The report says a deal to harmonise college staff pay at a cost of £50 million a year “will absorb projected savings from the reform of Scotland’s colleges.”
But the report shows “wide variations between institutions” with several colleges facing significant financial challenges.
The Auditor General reported on the financial challenges facing New College Lanarkshire and Edinburgh College in April 2018.
Her report notes these problems as well as “difficulties” at Ayrshire College, Lews Castle College, Moray College and North Highland College.
And it notes that the Scottish college estate “needs urgent and significant investment, with the sector facing an estimated £360 million repairs bill.”
The report also shows the attainment gap between students from well-off and poorer areas is widening.
“Varying degrees of success have also been achieved by the sector’s three regional strategic bodies (RSBs), which were set up to make the sector more efficient,” says the report.

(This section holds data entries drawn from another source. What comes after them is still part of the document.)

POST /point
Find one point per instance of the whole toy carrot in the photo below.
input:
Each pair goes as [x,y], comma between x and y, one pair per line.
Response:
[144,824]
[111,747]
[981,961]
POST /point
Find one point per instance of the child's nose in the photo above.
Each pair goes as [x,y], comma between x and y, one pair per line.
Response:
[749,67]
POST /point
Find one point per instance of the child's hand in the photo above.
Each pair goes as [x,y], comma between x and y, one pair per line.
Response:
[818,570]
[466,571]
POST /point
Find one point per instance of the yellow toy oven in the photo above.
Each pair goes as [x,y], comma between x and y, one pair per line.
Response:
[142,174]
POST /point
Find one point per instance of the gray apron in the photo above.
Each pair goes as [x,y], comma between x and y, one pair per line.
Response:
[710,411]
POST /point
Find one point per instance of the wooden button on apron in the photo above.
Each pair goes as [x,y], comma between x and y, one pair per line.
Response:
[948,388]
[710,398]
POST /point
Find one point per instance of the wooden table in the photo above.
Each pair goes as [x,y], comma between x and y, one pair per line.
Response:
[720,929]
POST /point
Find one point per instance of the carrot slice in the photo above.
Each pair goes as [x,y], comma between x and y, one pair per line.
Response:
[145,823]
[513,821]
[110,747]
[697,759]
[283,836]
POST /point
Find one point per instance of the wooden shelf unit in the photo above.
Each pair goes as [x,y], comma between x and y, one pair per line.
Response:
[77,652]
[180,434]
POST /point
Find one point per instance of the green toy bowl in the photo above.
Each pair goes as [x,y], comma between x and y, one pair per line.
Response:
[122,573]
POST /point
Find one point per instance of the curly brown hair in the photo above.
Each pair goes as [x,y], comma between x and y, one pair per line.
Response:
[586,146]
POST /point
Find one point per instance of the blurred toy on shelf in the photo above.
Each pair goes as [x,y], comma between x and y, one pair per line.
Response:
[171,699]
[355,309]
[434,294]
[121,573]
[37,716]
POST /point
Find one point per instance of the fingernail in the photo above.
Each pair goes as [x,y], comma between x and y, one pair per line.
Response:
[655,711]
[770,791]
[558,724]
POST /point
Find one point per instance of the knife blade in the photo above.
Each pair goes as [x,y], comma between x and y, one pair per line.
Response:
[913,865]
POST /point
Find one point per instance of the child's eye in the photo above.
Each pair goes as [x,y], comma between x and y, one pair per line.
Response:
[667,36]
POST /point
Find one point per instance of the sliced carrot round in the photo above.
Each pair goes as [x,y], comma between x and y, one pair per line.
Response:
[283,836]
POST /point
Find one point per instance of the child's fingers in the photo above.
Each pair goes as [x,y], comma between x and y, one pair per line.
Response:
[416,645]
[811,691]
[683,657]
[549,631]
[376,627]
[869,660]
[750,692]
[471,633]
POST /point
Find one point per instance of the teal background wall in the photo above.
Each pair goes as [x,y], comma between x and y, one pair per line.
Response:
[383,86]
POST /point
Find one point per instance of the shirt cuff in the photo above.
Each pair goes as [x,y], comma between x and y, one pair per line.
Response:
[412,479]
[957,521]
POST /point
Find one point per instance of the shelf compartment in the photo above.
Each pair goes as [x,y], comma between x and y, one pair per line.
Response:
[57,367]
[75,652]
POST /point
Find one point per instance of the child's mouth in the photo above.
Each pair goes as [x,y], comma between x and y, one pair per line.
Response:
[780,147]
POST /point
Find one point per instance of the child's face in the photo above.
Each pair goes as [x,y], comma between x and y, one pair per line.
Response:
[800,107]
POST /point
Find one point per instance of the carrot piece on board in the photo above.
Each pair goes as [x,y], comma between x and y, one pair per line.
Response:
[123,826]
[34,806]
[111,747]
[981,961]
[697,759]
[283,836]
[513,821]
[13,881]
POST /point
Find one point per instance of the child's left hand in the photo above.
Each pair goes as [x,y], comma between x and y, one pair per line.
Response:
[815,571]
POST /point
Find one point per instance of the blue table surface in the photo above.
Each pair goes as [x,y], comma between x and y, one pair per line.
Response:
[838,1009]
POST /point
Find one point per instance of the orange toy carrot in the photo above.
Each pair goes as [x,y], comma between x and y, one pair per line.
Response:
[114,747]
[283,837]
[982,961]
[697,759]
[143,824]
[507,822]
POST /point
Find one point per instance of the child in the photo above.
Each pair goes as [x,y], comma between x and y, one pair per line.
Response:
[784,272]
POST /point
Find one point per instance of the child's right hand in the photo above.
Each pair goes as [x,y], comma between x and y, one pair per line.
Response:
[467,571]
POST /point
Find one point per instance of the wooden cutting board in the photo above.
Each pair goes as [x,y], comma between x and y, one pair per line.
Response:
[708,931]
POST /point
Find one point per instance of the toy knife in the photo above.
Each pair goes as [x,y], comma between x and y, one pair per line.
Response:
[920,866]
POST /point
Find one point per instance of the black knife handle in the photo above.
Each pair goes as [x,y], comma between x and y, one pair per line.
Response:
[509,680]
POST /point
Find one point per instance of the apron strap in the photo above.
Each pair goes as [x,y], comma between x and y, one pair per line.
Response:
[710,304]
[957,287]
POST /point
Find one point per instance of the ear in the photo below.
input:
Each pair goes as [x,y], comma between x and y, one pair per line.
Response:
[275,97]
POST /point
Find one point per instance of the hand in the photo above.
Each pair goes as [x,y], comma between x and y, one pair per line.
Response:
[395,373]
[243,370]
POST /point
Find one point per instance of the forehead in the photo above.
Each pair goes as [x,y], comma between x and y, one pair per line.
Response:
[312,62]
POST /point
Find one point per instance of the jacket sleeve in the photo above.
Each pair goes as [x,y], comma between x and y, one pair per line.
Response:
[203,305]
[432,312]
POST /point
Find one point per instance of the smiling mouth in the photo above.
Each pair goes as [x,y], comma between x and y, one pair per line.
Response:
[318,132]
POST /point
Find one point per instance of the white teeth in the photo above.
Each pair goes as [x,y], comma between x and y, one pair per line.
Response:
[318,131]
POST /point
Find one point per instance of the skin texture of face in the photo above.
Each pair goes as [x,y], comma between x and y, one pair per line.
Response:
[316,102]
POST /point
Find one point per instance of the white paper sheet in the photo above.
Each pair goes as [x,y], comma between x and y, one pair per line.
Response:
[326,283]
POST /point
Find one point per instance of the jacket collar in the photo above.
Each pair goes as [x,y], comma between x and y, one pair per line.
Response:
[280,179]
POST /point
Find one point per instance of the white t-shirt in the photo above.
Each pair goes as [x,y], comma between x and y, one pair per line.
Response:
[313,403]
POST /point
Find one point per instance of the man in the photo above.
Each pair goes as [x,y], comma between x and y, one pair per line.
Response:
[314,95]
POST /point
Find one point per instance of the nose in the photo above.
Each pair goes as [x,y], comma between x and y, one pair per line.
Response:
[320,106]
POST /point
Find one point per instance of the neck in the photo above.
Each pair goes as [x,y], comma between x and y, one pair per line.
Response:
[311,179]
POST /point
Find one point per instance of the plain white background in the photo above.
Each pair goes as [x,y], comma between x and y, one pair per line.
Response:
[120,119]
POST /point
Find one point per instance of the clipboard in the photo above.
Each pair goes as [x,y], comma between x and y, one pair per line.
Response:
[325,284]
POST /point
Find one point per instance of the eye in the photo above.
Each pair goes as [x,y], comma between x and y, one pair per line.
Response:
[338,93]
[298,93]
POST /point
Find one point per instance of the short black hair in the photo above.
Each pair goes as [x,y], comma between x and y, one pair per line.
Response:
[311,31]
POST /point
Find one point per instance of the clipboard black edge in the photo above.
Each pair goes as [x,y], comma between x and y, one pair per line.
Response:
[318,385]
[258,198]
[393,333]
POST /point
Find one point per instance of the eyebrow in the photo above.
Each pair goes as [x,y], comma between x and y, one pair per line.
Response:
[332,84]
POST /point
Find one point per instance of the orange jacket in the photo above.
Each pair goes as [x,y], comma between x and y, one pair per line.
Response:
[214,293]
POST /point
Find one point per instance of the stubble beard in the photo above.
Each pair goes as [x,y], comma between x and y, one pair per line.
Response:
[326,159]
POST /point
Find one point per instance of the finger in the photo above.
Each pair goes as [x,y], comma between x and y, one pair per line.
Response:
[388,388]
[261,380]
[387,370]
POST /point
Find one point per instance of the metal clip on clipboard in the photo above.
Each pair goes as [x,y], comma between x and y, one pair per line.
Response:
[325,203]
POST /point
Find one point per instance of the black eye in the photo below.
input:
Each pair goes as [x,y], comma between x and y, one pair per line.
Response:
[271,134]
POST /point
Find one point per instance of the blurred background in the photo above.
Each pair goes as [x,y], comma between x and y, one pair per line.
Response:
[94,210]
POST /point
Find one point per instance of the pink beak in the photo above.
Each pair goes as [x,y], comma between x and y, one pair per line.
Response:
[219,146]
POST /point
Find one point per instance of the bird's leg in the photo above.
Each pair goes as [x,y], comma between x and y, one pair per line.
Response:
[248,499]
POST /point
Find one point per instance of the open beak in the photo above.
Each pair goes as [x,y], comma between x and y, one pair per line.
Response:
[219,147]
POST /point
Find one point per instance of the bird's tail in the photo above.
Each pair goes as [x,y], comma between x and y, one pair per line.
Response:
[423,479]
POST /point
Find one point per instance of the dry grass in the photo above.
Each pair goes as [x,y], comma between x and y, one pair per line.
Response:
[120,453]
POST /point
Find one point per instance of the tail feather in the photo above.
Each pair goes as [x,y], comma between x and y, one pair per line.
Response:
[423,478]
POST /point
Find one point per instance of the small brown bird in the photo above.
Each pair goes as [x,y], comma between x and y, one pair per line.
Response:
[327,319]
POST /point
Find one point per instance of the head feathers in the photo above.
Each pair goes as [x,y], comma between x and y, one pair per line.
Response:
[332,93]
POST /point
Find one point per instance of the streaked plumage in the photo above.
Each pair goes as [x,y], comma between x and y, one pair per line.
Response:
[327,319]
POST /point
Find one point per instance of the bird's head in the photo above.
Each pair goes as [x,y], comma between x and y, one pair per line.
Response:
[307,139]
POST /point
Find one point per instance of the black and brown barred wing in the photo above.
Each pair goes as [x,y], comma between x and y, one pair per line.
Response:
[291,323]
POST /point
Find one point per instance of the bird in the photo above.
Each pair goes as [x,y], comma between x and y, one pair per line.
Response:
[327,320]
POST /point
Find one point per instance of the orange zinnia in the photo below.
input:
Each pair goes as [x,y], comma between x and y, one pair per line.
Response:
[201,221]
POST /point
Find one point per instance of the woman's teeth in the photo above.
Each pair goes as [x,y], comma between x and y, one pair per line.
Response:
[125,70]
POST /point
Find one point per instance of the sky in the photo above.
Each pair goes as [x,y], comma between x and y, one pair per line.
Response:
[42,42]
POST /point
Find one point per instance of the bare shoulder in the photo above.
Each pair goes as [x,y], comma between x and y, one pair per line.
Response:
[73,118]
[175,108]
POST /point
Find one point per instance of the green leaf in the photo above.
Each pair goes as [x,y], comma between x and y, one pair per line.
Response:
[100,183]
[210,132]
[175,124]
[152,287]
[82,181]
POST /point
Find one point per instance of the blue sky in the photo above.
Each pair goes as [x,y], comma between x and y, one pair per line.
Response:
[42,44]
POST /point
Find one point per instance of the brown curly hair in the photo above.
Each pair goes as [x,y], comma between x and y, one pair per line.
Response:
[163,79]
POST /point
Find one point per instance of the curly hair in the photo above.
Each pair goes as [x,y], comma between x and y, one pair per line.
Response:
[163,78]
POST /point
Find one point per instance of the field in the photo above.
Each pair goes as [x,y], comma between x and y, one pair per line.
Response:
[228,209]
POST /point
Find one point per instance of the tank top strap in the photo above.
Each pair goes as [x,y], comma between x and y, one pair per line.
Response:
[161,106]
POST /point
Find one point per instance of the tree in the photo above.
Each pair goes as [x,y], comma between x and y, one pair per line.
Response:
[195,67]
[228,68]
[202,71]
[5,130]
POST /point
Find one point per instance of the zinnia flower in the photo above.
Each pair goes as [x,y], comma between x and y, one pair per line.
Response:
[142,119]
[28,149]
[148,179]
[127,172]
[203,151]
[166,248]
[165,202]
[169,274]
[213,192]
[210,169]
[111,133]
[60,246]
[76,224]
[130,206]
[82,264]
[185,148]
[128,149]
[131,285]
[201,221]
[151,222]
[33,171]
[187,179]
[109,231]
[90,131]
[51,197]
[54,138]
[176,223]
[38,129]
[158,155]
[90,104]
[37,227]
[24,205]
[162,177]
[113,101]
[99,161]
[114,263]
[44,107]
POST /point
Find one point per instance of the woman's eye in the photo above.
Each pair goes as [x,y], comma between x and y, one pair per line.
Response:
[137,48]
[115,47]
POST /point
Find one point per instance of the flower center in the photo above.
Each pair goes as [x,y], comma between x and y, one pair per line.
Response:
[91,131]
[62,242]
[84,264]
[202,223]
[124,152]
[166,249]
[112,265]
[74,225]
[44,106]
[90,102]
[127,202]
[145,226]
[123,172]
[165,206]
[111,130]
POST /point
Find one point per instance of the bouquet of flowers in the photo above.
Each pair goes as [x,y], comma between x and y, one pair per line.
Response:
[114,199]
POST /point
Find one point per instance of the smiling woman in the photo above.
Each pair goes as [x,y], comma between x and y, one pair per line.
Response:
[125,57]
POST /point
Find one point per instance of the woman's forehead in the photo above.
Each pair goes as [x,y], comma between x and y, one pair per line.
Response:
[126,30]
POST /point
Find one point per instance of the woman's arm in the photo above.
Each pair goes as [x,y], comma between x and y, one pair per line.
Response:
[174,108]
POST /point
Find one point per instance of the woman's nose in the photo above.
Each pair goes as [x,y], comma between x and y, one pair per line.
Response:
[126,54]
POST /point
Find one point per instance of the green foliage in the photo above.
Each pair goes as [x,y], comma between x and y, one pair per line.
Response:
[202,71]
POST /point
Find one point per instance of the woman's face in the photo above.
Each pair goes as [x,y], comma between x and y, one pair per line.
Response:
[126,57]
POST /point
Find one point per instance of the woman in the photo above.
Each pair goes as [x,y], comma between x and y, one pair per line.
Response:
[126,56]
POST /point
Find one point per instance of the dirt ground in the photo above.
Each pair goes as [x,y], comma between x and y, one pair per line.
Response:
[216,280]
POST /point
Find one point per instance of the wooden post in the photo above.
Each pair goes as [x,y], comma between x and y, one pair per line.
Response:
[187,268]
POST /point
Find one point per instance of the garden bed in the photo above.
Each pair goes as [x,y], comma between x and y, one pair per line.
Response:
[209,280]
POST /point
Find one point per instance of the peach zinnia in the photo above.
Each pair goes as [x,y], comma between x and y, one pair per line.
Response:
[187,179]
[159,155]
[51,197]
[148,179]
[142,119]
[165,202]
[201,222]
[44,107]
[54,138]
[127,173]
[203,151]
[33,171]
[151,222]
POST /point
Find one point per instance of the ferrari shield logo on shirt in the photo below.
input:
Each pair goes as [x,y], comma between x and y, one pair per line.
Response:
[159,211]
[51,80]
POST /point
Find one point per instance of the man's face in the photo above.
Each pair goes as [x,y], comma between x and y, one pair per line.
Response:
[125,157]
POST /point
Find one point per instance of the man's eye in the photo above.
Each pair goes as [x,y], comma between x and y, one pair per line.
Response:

“In the Highlands and Islands, colleges are working in an increasingly joined up way.
“Longer-term leadership stability is required to increase the effectiveness of Glasgow’s regional board.
“But the regional arrangement in Lanarkshire is not delivering any significant benefits.”
Gardner said: “The performance of Scotland’s colleges has improved, although like all public bodies they continue to operate in a very challenging financial environment.
“Several factors pose a risk to colleges’ financial sustainability, including the prospect of a bigger wage bill for support staff and the cost of maintaining buildings.
“There now needs to be clarity about how capital spend will be prioritised across the sector, and colleges need to work with the Scottish Funding Council to improve financial forecasting.”
The Scottish government has indicated total funding to the college sector of £645 million in 2018- 19, a real terms increase of 10.4% on 2016-17.
Most of this is to meet increased costs associated with national bargaining.
Excluding funding for Forth Valley College’s new campus in Falkirk, the Scottish government’s capital allocation for colleges in 2018-19 is £27 million.
This is to cover “the very high priority needs identified in the Scottish Funding Council estates’ condition survey.”
The three Regional Strategic Bodies (RSBs) for Scottish colleges are: The University of Highlands and Islands (UHI) Court; Glasgow Colleges Regional Board (GCRB); and Lanarkshire, which has seen South Lanarkshire College assigned to New College Lanarkshire.